Bayes

Tutorial on Model Selection

In this tutorial, we will look at how model saturation can be used to compute Bayes factors.

We start with a model assuming no preference

ex.hole.First
package ex.hole model First { random List<IntVar> xs ?: fixedIntList(12, 32) random RealVar alpha ?: latentReal laws { alpha ~ Exponential(0.1) for (IntVar x : xs) { x | alpha ~ Poisson(alpha) } } }

Now look at the standard output, in the last round, take note of "logNormalizationContantProgress [ round=11 value=___ ]"

This is an estimate of the natural logarithm of the probability of the data (evidence or marginal likelihood). This estimate is based on the stepping stone method combined with parallel tempering, methods that we will cover in detail in a few weeks.

ex.hole.Second
package ex.hole model Second { random List<IntVar> xs ?: fixedIntList(12, 32) random List<RealVar> betas ?: latentRealList(2) laws { for (int i : 0..1) { betas.get(i) ~ Exponential(0.1) xs.get(i) | RealVar beta = betas.get(i) ~ Poisson(beta) } } }

Take note of the estimate of the marginal likelihood for the second model.
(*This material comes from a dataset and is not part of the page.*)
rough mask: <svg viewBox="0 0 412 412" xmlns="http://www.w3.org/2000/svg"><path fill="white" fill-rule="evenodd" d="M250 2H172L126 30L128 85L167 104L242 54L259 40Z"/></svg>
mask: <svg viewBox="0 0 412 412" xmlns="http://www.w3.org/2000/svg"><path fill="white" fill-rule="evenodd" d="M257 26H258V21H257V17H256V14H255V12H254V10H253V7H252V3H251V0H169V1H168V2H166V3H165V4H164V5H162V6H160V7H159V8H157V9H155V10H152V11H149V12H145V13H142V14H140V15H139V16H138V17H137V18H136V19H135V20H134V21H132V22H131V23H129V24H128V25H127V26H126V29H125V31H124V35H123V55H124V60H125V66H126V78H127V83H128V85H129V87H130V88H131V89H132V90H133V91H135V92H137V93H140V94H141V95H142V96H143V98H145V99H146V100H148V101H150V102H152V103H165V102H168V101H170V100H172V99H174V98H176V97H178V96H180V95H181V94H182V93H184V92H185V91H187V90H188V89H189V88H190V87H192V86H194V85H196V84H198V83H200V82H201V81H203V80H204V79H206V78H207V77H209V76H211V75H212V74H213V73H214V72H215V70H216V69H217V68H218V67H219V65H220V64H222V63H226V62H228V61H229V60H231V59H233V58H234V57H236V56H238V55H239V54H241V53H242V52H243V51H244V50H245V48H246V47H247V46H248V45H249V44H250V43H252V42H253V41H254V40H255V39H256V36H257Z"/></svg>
Consider now an augmented model based on model saturation:

ex.hole.Both
package ex.hole model Both { // model selection random IntVar indicator ?: latentInt // first model's latent variables random RealVar alpha ?: latentReal // second model's latent variables random List<RealVar> betas ?: latentRealList(2) // data random List<IntVar> xs ?: fixedIntList(12, 32) laws { indicator ~ Bernoulli(0.5) // priors for first model alpha ~ Exponential(0.1) // priors for second model for (int i : 0..1) { betas.get(i) ~ Exponential(0.1) } // likelihood for (int i : 0..1) { xs.get(i) | RealVar beta = betas.get(i), alpha, indicator ~ Poisson(if (indicator == 0) alpha else beta) } } }

Exercise 1

Compare the approximation based on model saturation versus those based on separate stepping stone estimates.

Exercise 2

Suppose now the dataset is $$x_1 = 12, x_2 = 13$$. Clearly, a reasonable model selection should then give more weight to the simpler model, i.e. it should penalize the additional complexity of the 2-parameter model. Do you observe this?